Dict with keys analysis, selected_chunks, all_scores, strategy, chunks_total, chunks_selected, token_savings.

Raises:

ForgeClientError – If neither text nor chunks is provided, or processing fails

Example

>>> result = client.target_chunks(
...     ws,
...     prompt="Format the abstract as a block quote",
...     text=open("doc.txt").read(),
... )
>>> print(f"Selected {result['chunks_selected']}/{result['chunks_total']} chunks")
target_chunks_file(ws, *, prompt, file_path, threshold=0.3, save_as=None)[source]

Run prompt-based targeting on a plaintext file.

Reads the file and delegates to target_chunks().

Parameters:
  • ws (Any) – Workspace instance

  • prompt (str) – The user’s modify request to classify

  • file_path (str) – Path to plaintext file

  • threshold (float) – Minimum relevance score for selection

  • save_as (Optional[str]) – Optional name to save result JSON

Return type:

Dict[str, Any]

Returns:

Same dict as target_chunks()

chunk_docx(ws, *, docx_path, threshold=0.55, save_as=None)[source]

Chunk a DOCX document into heading-bounded sections.

Extracts paragraph text from the DOCX, detects headings via heuristics, and splits into chunks.

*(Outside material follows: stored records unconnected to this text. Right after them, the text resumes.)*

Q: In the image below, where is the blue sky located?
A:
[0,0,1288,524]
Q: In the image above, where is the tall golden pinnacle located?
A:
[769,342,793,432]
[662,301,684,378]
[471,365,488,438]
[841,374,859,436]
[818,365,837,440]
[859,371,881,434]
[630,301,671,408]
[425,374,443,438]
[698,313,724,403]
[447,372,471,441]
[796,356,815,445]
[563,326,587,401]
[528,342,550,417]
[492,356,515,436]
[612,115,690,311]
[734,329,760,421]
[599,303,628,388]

Each chunk includes the heading metadata and the plaintext content of that section.

Parameters:
  • ws (Any) – Workspace instance

  • docx_path (str) – Path to DOCX file

  • threshold (float) – Heading-detection confidence threshold (default 0.55)

  • save_as (Optional[str]) – Optional name to save result JSON

Return type:

Dict[str, Any]

Returns:

Dict with keys chunks, total_chunks, total_paragraphs, headings_detected.

Example

>>> result = client.chunk_docx(ws, docx_path="report.docx")
>>> for chunk in result["chunks"]:
...     print(chunk["heading_text"], "->", len(chunk["plaintext"]), "chars")
index_document(ws, *, text, section_forms=None, annotate_forms=None, threshold=0.55, use_context=True, save_as=None)[source]

Build a structured document index with heading-bounded sections and optional form-annotated segments.

Combines heading detection (for section boundaries) with line classification (for segment annotation) to produce an index that lets you request specific form types AND get the content between reference points.

Parameters:
  • ws (Any) – Workspace instance

  • text (str) – Plaintext content to index

  • section_forms (Optional[List[str]]) – Heading form codes that define section boundaries (e.g. ["H-SHORT", "H-SECTION-N"]). None uses all heading forms.

  • annotate_forms (Optional[List[str]]) – Form codes to annotate as segments within sections (e.g. ["L-BULLET", "T-ROW"]). None skips classification entirely (faster). [] runs classification but matches nothing.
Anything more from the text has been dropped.